Conversion Price

What is the 'Conversion Price'

The conversion price is the price per share at which a convertible security, such as corporate bonds or preferred shares, can be converted into common stock. The conversion price is calculated from the conversion ratio and determined when the convertible security is issued. The conversion ratio can be found in the bond indenture (in the case of convertible bonds) or in the security prospectus (in the case of convertible preferred shares).

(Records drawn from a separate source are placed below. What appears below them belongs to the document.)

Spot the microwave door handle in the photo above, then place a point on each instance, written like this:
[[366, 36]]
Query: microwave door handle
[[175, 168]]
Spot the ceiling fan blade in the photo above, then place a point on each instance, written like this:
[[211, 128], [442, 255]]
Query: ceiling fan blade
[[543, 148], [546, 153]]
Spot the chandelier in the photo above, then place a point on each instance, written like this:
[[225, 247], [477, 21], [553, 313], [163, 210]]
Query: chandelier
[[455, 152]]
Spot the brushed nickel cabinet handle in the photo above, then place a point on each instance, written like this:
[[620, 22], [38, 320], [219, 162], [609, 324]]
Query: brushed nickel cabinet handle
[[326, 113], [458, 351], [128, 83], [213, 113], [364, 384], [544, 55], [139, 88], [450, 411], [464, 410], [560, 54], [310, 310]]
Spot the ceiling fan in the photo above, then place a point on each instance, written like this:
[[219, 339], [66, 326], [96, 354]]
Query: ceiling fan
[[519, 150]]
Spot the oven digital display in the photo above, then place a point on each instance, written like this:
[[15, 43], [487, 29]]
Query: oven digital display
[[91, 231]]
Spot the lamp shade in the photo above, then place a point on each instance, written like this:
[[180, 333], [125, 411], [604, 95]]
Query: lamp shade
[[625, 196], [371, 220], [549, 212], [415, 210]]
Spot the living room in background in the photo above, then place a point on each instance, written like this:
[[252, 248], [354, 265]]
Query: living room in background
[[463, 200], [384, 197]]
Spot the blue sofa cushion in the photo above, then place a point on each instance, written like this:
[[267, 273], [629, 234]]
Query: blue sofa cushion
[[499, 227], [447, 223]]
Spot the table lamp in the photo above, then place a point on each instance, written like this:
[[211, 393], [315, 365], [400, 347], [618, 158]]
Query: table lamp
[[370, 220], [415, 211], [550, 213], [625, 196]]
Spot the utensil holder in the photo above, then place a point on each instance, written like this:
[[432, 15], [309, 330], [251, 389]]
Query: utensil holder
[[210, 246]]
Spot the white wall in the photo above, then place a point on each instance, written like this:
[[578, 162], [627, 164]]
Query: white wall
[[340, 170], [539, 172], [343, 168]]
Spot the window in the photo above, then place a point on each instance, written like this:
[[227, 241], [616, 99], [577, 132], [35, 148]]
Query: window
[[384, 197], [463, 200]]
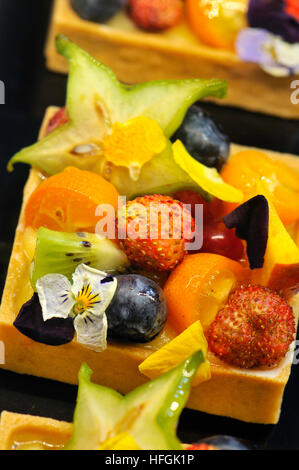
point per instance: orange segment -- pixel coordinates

BREAKING DOWN 'Conversion Price'

Companies can raise capital through either debt or equity. Debt must be paid back to lenders, but it tends to cost less than equity due to the tax advantages associated with paying interest. Equity may cost more to raise than debt, but it does not need to be paid back. From the investor's perspective, bonds are safer, but they have a limited return. Equity provides an opportunity for share price appreciation, but no protection in case of company default. Convertible bonds, preferreds and debentures provide a hybrid option for companies and investors. Companies are willing to pay a little more, and investors are willing to accept a little less, for the embedded conversion option that allows holders of convertible securities to convert to common shares if the price of common shares reaches a certain price. This price is referred to as the conversion price.

Conversion Price

The conversion price is essential in determining the number of shares to be received upon conversion. If shares never close above the conversion price, the convertible bond is never converted to common shares. Usually, the conversion price is set at a significant amount higher than the current price of the common stock to make conversion desirable only if a company's common shares experience a significant increase in value. To determine the conversion price, you need to obtain the conversion ratio. The conversion ratio is set by management before the convertibles are issued.

Example Calculation

For example, a bond has a conversion ratio of 5, which means the investor can trade one bond for five shares of common stock. The conversion price of the convertible security is the price of the bond divided by the conversion ratio. If the bonds value at the time of conversion is $950, the conversion price is calculated by dividing $950 by 5, or $190. If the conversion ratio is 10, the conversion price drops to $95. A higher conversion ratio results in a lower conversion price, just as a lower conversion ratio results in a higher conversion price.